As mentioned above, there are many different methods that go by the name alla cacciatora. Perhaps the most common involves chicken and begins with a classic soffritto italiano—made of onion, carrot and celery like a French mirepoix—rather than garlic and herbs and then simmered in tomato sauce. (Here's a typical version demonstrated in a video. Pancetta is sometimes added to the soffritto for extra depth of flavor, a good idea with today's bland chickens. It can be excellent eating if you don't drown the dish in tomato, as if all too often the case. Artusi's version calls for a soffritto of onion only, sautéed in lard and simmered in red wine and just a half cup of tomato. There is a wonderful baby lamb dish made with a paste made out of garlic, rosemary and anchovies diluted with a bit of vinegar. 

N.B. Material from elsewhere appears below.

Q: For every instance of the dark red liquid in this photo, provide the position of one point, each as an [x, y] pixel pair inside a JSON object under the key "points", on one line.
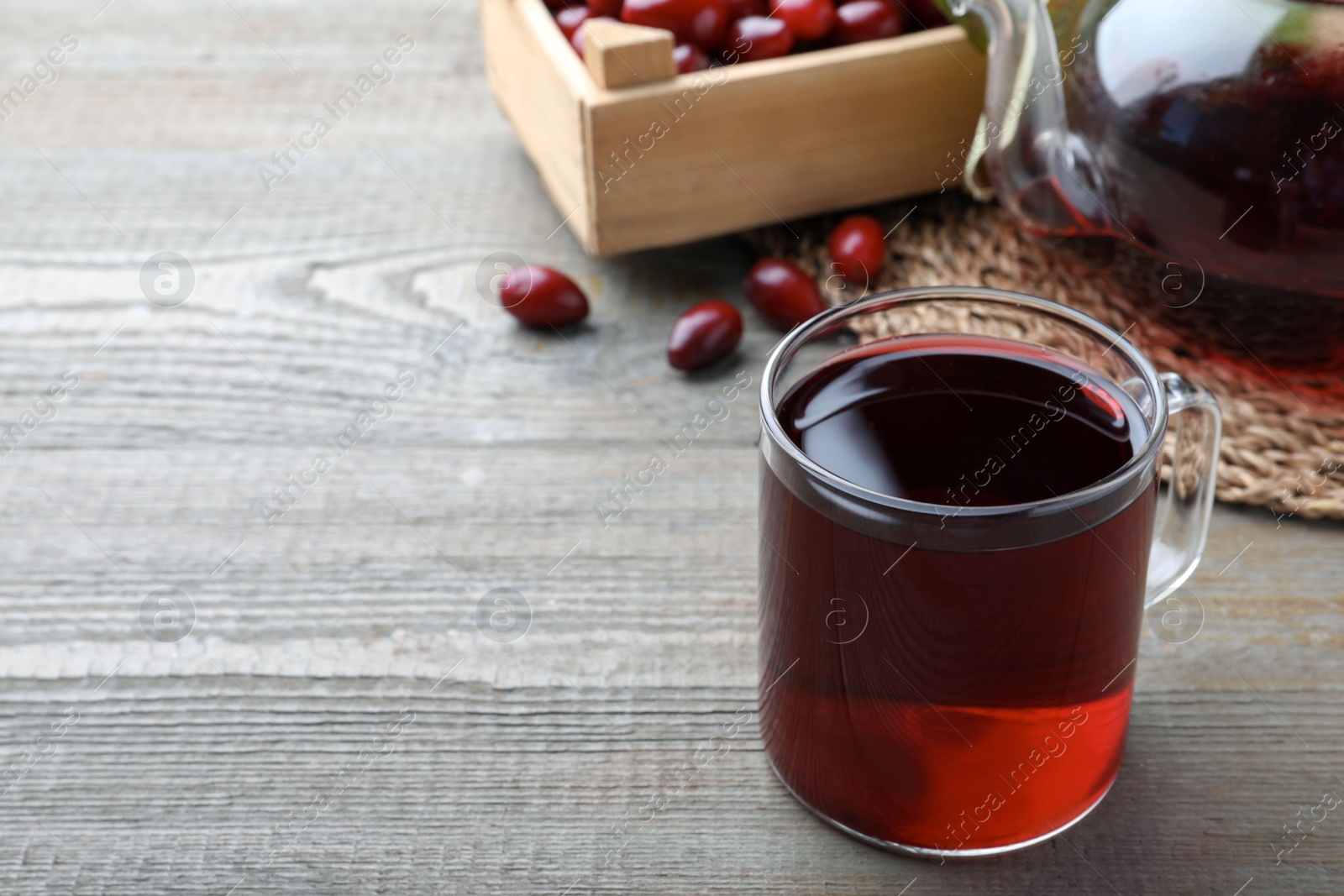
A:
{"points": [[952, 699]]}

Rabbit is a great meat. Besides making it alla cacciatora, it is also lovely simply roasted or grilled with garlic and herbs, boned and stuffed, as part of a bollito misto, or in any number of spezzatini. In fact, just about any chicken recipe can be used for rabbit. Rabbit can be hard to find, but if you have access to an Italian butcher, ask for it. I have also seen rabbit in some Asian supermarkets here in the States.

This recipe is an adaption of the recipe for pollo alla cacciatora in The Fine Art of Italian Cooking by G. Bugialli.

Friday, February 5, 2010

Polenta con salsicce e spuntature

Rome is not especially known for its love of polenta, perhaps because its winters are relatively mild compared with those up in true polenta country skirting the southern rim of the Alps, but there is one polenta dish you are bound to find if you visit Rome in the cold weather months, polenta with sausages and spareribs simmered in tomato sauce. 

You make the sugo very much as if you were making a southern-style ragù, only you use only 'sweet' sausages and pork spareribs. Start out, as usual, with a soffritto, this one of onion and, if you like, a bit of garlic sautéed gently in olive oil or (better) lard until soft and translucent. Turn up the heat a bit and add your sausages and spareribs. (I fine that one rib and one sausage per person is a healthy portion for a moderate appetite, but you may want to a add few more of each in case someone wants seconds.) Allow the meat to brown lightly. Depending on the size of the pot and how much meat you are using, you may need to do the browning in batches to avoid crowding them. Once lightly browned, season with salt and pepper, and then pour over a nice slurp of red wine and allow it to evaporate. Then add enough tomato purée (in the US, use 'crushed' canned tomatoes or whole canned tomatoes passed through the largest holes of a food mill) to cover the meat. Lower the heat and cover. Let the sugo simmer for a good hour or more, until the meat is tender and the sauce is nice and thick and rich. 

Meanwhile, make your polenta in the usual fashion

When you are ready to eat, pour the polenta on to a large serving bowl or—if you really want to eat it in the traditional manner—on a wooden board. Make a small well in the center with a wooden spoon and into the well place your meat, covered with a generous lathering of sugo. Serve with grated pecorino cheese. 

NOTES: You can use white wine instead of red if you prefer (or simply omit the wine altogether if you like). Some recipes call for a soffritto of the 'holy trinity' of onion, carrot and celery, but I prefer this onion and garlic only version. If you like, you can also add some parsley to the soffritto. Some recipes also call for adding a bit of tomato paste (a tablespoon or two) for added flavor. Some recipes also call for some optional peperoncino

A number of sources will tell you to use fioretto type polenta, which results in a rather soft polenta. It is true that in central and southern Italy—Lazio, Abruzzo and Campania in particular—there is a preference for softer polenta than is normally eaten in the North. (My grandmother Angelina's polenta was quite soft indeed, almost like a porridge.) But I personally find that this hearty sauce goes better with 'normal' bramata type polenta, cooked rather stiff. Of course, the choice is yours.